Alas for the hundreds upon hundreds whose agony of yet longer duration finished under the arch of pikes!
The escapes were not many. Abbé Sicard, the benevolent founder of the Deaf-and-Dumb Institute, was set free on the earnest petition in writing of one of his pupils. Beaumarchais, author of the Mariage de Figaro, evaded the clutches of the judges after a terrible period of suspense in the Abbaye. The old Marquis de Sombreuil was saved by his daughter. She clung to his neck, imploring the cut-throats to spare him to her. "Say, then," said one of them, dipping a cup into the blood at his feet: "Wilt thou drink this?" The brave girl gulped it down; the mob threw up their weapons with a roar of applause, and opened out a way for both through their dripping ranks.
But few fared as these did. President Maillard, of the grey coat, who was so well satisfied with Saint-Méard, did not release, perhaps, one in fifty amongst the accused at the Abbaye. He is accused of "carrying about heads, and cutting up dead bodies." Billaud-Varennes went about from group to group of the assassins who were massed in parties, encouraged them in the name of the tribunal, and promised that each man should be paid a louis for his "labour."
A contemporary sketch depicts him delivering a speech on "a table of corpses" against the door of the Abbaye: "Citizens, you are slaughtering the enemies of France. You are doing your duty." Indiscriminate killing had been the legal order of the day. There was no question of the guillotine during the September massacres. Every citizen who could arm himself was a Samson by privilege of the prison judges; and popular justice, called "severe justice of the people," made the butcheries of September a people's fête. It was not so much an act of patriotism to assist in them as a dereliction of duty to hold aloof. The "Septemberers" have been condemned as cannibals; but they were common ratepayers of Paris to whom the government of the day offered money to kill as many "enemies of the republic" as should be delivered to them. Most of these "enemies of the republic" were persons to whom the republic was scarcely known by name, and who asked only to be ignored by it. They were killed in batches during the September of '92, merely because they happened to be thrust out at one particular door of their prison. You came out at this door, and were received with cheers; you came out at the next door, and were hacked in pieces. Which door it was, depended upon the vote of the judges; and this, as a rule, was the determination of a moment. Saint-Méard's trial of an hour was one of the longest.

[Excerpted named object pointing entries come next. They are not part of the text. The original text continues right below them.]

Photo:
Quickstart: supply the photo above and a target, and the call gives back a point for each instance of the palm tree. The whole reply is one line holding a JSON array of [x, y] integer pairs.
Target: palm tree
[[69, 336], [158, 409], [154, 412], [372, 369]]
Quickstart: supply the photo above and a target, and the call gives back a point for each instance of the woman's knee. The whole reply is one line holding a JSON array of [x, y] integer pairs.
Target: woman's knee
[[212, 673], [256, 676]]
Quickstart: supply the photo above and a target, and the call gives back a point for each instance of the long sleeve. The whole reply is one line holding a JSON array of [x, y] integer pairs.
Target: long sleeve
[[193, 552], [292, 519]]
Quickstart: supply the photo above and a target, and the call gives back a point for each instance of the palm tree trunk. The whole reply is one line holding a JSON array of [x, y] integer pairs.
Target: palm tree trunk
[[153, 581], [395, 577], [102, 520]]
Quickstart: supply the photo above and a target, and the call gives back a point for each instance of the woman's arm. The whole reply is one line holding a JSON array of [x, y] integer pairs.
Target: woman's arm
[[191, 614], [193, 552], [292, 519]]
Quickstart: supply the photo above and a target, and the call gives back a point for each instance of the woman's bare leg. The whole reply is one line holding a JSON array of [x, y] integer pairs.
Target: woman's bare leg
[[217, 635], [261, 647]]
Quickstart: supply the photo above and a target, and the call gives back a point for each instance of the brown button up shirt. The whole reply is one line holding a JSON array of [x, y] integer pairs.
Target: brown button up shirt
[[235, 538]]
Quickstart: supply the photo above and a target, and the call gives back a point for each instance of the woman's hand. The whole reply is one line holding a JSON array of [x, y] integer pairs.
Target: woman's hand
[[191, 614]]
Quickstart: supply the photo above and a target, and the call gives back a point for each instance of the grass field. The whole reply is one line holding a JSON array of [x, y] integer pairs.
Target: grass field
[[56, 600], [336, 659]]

The mere business of killing went forward until numbers had lost their significance, and the lists of the dead were but approximately reckoned. They are all set down in black and white, and may still be read—so many killed "in the heap" (en masse), so many "after judgment" (après jugement)—but the figures have never been proved; and one seeks in vain to reckon the total, after the "three hundred families belonging to the Faubourg St. Germain," who were "thrown into the Abbaye in a night"; and the "cartload of young girls, of whom the oldest was not eighteen," and who, "dressed all in white in the tumbril, looked like a basket of lilies." After this batch, were guillotined all the nuns of the convent of Montmartre.
Then there were the Swiss Guards, "remnants of the 10th of August," to whom Maillard said; "Gentlemen, you may find mercy outside, but I am afraid we cannot grant it to you here." The youngest of them, "in a blue frock-coat," elected to go first. "Since we must die," he said, "let me show the way"; then, dashing on his hat, he presented himself at the door where the butchers stood ready to receive him; a double row of them,—sabre, bayonet, hatchet, or pike in hand. For a moment he looked at them, quite coolly; then, seeing that all was prepared, he threw himself between their ranks, and "fell beneath a thousand blows."